ЭТО — КАК НА ГОРНЫХ ЛЫЖАХ…

Беседу с Аленом Маратра ведут Елена Третьякова и Марина Дмитревская

Режиссер Ален Маратра поставил в Петербурге три спектакля («Путешествие в Реймс», «Волшебная флейта» и «Любовь к трем апельсинам» в Мариинском театре). В апреле в ТЮЗе начнутся репетиции его спектакля «Пер Гюнт».

Как тут было не пригласить режиссера для беседы в «ПТЖ»?

Откуда родом Маратра? Из театра Питера Брука, где он работал актером с 1974 года и принимал участие практически во всех постановках «Международного центра»: «Кармен» (1980, работал также с певцами в качестве педагога), «Махабхарата» (1984, исполнял обязанности инструктора по боевым искусствам), «Буря» (1987) и др. В 1997 году в Гималаях и Непале несколько месяцев работал с тибетскими актерами перед съемками фильма Эрика Вали «L’Enfance d’un chef».

Став режиссером, Маратра продолжает играть: в 2004 году он сыграл Тригорина в «Чайке» Чехова (Théâtre du Châtelet Vidy, Лозанна), в 2003 году снимался в полнометражном фильме Алена Берберьяна «L’Enquete», принимал участие во многих телевизионных проектах.

Он очень живой, нервный, импульсивный — как будто реальное воплощение «живого театра». На фразу он реагирует так, как хочет чтобы реагировали на любое обстоятельство актеры — до кончиков пальцев… Собственно, поразило меня в процессе разговора одно мгновение. Я спросила, много ли взял Маратра от Брука. Глаза его наполнились слезами, которые он вообще-то хотел скрыть, наступила пауза… И потом тихо он произнес только одну фразу: «Я же с ним двадцать лет… Двадцать!» И все. Стало понятно: Брук «родил» его.

Елена Третьякова. Мой первый вопрос очень традиционен, но он связан с последующими. Вы начинали как актер театра и кино, но пришли к режиссуре. Почему?

Ален Маратра. Я долго работал как актер с Питером Бруком. В те времена мы играли знаменитые его спектакли, но я часто задавал себе вопрос: почему я всегда должен полагаться на кого-то, даже если этот «кто-то» — Брук.

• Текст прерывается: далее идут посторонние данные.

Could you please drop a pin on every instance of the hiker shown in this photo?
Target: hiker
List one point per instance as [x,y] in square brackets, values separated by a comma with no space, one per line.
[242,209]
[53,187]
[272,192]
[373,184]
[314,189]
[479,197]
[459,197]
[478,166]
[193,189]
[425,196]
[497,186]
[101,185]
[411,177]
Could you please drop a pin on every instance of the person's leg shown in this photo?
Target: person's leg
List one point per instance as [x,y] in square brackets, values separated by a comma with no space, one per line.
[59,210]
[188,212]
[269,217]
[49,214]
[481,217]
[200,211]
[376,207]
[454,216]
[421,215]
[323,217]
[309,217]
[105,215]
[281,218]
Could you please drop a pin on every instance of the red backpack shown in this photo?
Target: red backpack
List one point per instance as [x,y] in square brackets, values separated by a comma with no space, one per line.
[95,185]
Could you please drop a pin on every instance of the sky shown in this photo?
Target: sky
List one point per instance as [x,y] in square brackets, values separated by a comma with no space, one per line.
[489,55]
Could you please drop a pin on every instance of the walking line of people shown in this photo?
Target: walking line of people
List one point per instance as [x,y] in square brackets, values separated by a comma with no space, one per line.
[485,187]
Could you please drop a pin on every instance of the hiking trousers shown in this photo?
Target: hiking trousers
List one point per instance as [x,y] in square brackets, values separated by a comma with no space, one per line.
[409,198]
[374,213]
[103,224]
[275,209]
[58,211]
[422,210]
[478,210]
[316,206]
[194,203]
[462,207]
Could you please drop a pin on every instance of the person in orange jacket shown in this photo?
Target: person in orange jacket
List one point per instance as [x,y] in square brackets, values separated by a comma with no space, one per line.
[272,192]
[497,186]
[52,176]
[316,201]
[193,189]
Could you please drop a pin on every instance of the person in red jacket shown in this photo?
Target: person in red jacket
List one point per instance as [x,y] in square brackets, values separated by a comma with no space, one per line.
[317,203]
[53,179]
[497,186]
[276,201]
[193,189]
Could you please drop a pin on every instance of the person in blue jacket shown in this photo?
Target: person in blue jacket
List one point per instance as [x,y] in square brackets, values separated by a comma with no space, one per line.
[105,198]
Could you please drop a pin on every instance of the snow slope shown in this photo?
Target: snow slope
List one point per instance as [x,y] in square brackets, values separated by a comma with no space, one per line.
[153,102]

Мне не хватало личной ответственности. Я объяснил все это Бруку, он понял меня, и с этого момента я начал ставить музыкальные спектакли.

Е. Т. Почему именно музыкальные?

А. М. На самом деле это получилось случайно, а может, это удача, которая время от времени сопутствует нашей жизни.

А. Маратра. Фото В. Постнова

А. Маратра.
Фото В. Постнова

Однажды, при содействии друга режиссера, я отправился на встречу с тогдашними директорами лионской оперы Жаном-Пьером Броссманом и Луи Эрло. Хотел предложить им постановку мюзикла по «Лилиому» Ференца Мольнара. Эта идея заинтересовала их, и они поручили мне найти композитора, а дальше будет видно… Однако самое важное произошло не в директорском кабинете, а на лестнице: Эрло обмолвился моему другу о том, что ищет ассистента на постановку «Любви к трем апельсинам» Прокофьева. Я сказал Эрло, что совершенно ничего не понимаю в опере и не знаю музыки, но было бы грандиозно, если бы я мог стать его ассистентом на постановке — приобщиться к этому миру.

В ту пору я регулярно играл в спектаклях Питера Брука, и мне приходилось много ездить из Парижа в Лион. После двух дней репетиций Эрло сказал: «Ален, слушай, у меня столько директорской работы! Порепетируй пока без меня, а я время от времени буду захаживать». Так я остался один на один с музыкой, буквально кипятящей воображение. И с певцами.

Я вслушивался в музыку и постепенно улавливал заложенное в ней психологическое движение персонажей, а певцы заражались этим движением, начинали играть увлеченно: музыка и воображение сливались в одно. Я так благодарен Прокофьеву — он привел меня к музыке.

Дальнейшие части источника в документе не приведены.